NuScale has prospective project contracts or development partnerships in a number of other nations in Eastern Europe and Asia; now has producers for its 72 MW factory-built units; and has the possibility that one of those engineering companies—Nucor or Fluor—will acquire NuCor outright. So its Nuclear Regulatory Commission-approved technology is likely to come through the initial failure.
But its near-term future is probably in other nations. The United States continues to mark itself as an economy and regulatory/litigation environment in which nuclear power cannot be revived. The UAMPS member utilities that withdrew were spooked by long licensing delays (even after the years-long Nuclear Regulatory Commission design approval, it had to license the SMR model to be produced); and by reports of the power acquisition cost average over 40 years having risen from NuScale’s projected $55 per megawatt, to $89. But the latter figure was merely the new estimate of an outfit called the Institute for Energy Economics and Financial Analysis, which opposes SMRs in general as well as gas-powered electricity, and supports only “renewables.”

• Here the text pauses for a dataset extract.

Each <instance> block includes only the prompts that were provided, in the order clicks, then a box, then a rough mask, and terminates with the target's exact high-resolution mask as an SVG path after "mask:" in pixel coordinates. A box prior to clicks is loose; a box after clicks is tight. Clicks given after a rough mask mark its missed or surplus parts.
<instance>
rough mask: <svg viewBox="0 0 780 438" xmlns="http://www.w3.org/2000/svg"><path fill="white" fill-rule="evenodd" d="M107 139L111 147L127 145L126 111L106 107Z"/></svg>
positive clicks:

A report this year by the PJM Interconnection, the power system operator for 13 northern states from Illinois to New Jersey. PJM Interconnection found in a Feb. 24, 2023 study “four trends below that, in combination, present increasing reliability risks during the transition, due to a potential timing mismatch between resource retirements, load growth and the pace of new generation entry under a possible ‘low new entry’ scenario….”

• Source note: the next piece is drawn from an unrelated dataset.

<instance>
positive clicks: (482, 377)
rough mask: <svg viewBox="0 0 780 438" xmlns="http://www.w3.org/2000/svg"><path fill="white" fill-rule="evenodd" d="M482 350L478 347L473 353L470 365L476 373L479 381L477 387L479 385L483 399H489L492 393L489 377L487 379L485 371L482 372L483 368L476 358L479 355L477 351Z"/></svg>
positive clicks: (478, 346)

The North American Electric Reliability Council’s new 2023-24 Winter Reliability Assessment says vulnerability to natural gas shortages is growing. Bloomberg wrote Nov. 9 that it is “even more dire than last year’s report, which said a quarter of Americans were at risk of cold-weather power emergencies. It includes for the first time some of the most densely populated areas on the East Coast, a region that relies heavily on natural gas as it transitions to renewable energy. Gas generators there widely failed during a brief but fierce winter storm last December because they broke down or couldn’t get fuel.”